Katie Kiley expresses her work quite well in her artist statement: "Above all else, I love to draw the figure. I delight in the infinite beauty of the human form, the bones and muscles, the skin and hair, the eyes and ears, the mouth and nose." The love and care for her work comes through in her paintings. They are somber yet elegant. I especially like the use of gold accents in the framing of many of her paintings and prints.
There are four intaglio prints, one graphite drawing, and seven paintings in this show. They range in price from $325 for her prints to $1,275 for many of the paintings to $9,000 for her painting Guardian of the Body. Kiley is selling some of her work through a gallery in New York, so an investment now might pay off as her sales increase.
One of the things I noticed about Kiley's work is the sculptural feel she has for her subjects, and it would be interesting for Katie to try her hand at sculpture. With clay and modeling, the masking of the face done in several of her works would be unnecessary. She could finish out or not finish out the clay or casting material to the extent she wished.

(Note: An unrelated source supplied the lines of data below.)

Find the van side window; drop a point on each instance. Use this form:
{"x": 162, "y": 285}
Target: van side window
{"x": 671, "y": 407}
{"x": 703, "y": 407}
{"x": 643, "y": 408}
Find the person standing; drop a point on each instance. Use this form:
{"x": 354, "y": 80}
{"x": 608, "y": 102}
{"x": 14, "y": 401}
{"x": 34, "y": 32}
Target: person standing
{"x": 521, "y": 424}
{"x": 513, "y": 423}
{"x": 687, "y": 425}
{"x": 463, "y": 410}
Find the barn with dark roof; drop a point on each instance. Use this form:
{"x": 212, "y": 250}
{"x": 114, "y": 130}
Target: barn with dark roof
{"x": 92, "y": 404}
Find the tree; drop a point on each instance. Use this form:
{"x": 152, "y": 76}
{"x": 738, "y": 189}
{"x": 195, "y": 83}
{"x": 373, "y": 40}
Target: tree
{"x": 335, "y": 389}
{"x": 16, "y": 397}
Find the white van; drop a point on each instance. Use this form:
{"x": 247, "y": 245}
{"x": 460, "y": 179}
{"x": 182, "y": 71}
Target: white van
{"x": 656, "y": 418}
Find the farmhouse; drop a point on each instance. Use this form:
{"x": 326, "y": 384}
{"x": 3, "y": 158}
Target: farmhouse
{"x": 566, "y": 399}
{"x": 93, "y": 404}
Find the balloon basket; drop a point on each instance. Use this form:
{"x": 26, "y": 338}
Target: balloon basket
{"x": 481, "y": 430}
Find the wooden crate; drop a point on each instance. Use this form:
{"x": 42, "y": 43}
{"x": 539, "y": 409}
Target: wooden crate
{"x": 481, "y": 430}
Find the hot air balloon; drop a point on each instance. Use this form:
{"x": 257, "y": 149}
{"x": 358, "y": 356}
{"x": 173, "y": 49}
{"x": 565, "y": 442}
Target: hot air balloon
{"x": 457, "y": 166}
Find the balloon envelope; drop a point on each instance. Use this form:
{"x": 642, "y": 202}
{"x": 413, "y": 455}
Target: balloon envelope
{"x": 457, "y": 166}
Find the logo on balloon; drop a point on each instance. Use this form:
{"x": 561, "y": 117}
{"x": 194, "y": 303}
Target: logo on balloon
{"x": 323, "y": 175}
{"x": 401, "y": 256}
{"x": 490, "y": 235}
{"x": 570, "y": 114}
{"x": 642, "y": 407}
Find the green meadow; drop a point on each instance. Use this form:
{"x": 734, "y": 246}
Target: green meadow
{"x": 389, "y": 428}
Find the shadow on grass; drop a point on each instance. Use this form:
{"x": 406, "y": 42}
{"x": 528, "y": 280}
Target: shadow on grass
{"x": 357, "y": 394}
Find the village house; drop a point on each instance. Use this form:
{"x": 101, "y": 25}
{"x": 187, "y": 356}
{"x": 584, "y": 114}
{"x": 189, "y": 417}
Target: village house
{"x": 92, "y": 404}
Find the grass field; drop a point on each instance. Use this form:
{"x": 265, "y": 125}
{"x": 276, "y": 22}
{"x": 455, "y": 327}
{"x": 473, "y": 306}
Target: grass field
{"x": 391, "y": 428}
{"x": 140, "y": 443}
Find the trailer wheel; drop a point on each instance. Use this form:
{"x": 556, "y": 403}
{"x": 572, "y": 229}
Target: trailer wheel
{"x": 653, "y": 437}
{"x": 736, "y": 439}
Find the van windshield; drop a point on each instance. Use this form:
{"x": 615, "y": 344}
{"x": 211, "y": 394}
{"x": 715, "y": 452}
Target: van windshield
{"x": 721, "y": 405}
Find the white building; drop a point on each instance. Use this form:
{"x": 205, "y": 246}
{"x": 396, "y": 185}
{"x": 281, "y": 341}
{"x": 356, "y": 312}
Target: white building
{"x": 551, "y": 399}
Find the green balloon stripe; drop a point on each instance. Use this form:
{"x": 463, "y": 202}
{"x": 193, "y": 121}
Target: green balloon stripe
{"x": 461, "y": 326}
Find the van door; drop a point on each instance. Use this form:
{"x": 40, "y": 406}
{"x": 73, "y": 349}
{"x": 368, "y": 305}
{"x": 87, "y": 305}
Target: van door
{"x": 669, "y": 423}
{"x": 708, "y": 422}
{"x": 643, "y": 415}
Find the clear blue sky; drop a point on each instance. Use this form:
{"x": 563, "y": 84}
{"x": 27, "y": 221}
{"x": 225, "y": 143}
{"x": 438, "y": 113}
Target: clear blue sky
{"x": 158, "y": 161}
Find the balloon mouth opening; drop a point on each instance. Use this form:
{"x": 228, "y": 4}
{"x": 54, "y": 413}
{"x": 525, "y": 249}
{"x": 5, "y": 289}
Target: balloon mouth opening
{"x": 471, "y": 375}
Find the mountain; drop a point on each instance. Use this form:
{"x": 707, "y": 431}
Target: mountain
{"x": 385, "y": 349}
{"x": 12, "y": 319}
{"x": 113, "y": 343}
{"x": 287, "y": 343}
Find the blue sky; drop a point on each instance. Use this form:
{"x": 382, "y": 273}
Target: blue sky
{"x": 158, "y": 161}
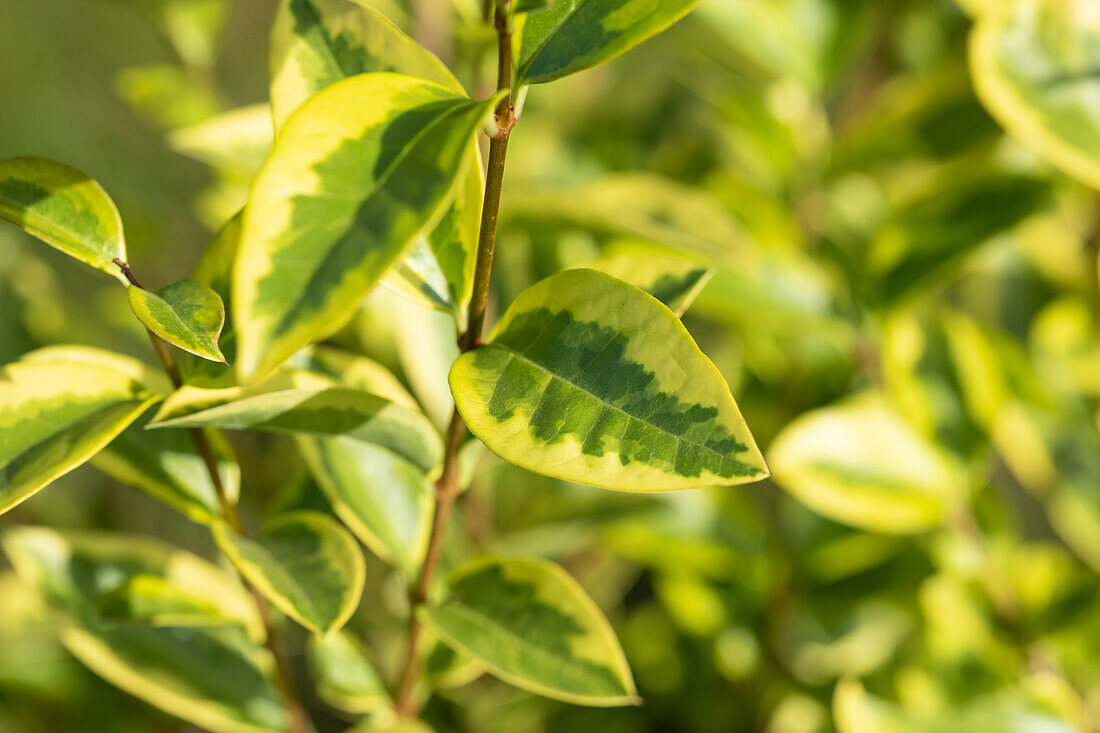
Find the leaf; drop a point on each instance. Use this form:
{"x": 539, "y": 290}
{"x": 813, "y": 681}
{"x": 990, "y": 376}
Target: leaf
{"x": 55, "y": 415}
{"x": 345, "y": 678}
{"x": 186, "y": 315}
{"x": 589, "y": 379}
{"x": 64, "y": 208}
{"x": 165, "y": 465}
{"x": 1034, "y": 65}
{"x": 860, "y": 463}
{"x": 213, "y": 678}
{"x": 535, "y": 627}
{"x": 234, "y": 142}
{"x": 383, "y": 498}
{"x": 305, "y": 564}
{"x": 1011, "y": 711}
{"x": 303, "y": 402}
{"x": 579, "y": 34}
{"x": 356, "y": 174}
{"x": 673, "y": 280}
{"x": 317, "y": 43}
{"x": 945, "y": 222}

I say this because I get the same feeling looking at her paintings that I have gotten from viewing some of Henry Moore's sculptures. There is the same interaction of figures, using a suggestion of form and weight of the body without specific detailed illustration.
I also noticed - when I cropped some photographs of her work - that as her images were simplified, they became more dramatic. It seems that Katie is also on to this, because two of her works - Back Bridge and Black and Blue - are more elemental and less documentary that the others. Rather than showing a full head and torso as she does in Embrace, we see only the back and sleeve of a shirt. Because Katie uses the contrast of light and dark in her work, it appears to me that she wants to enhance the drama of these images.
Even in her more sculptural work, you can capture a more dramatic feel by cropping the image. A stark detail of Embrace, for instance, shows only part of the head and forearm.
Steve Sinner works in wood and writes, "A passionate love for the beauty of wood is the basis of my ardor to create art from this fickle material. I seek to reveal this passion to the viewer. ... Seeking new ways for wood to express beauty is a constant, and I frequently am uncertain if the expressions more properly belong to the wood or to me." The last statement by Sinner echoes Michangelo's comment that images were contained within the blocks of marble delivered to him; it remained only for the artist to uncover them. It is that tension between artist and medium that Sinner expresses so well.
Sinner has 19 works in this show, ranging in price from $170, to $250 for many, to $5,000 for his maple vase with silver leaf Only an Ocean Away. The prices for these works appear quite reasonable; I haven't often seen wood turnings of this quality available for such a low price. One more unusual feature in Sinner's work is the use of piercings in his goblets. Steve talks about this with reference to his goblet Windows: "Vertical piercing is used here to create a feeling of the arts-and-crafts style. The larger openings are filled with translucent red material." He also has a piece whose pattern of piercings recalls the spans of a famous Quad Cities landmark, titled Centennial Bridge.
Steve's work shows fine craftsmanship with a flawless fit and finish. The classic shapes lend an elegant air to his work. Steve has a way of highlighting the most beautiful grains of the wood he is using. His work also radiates the love and care he puts into it.
The current show at MidCoast Fine Arts gallery is well worth the trip to the Iowa Welcome Center in LeClaire. The pieces are reasonably priced and would be good investments that might appreciate in value, besides being lovely additions to one's visual environment.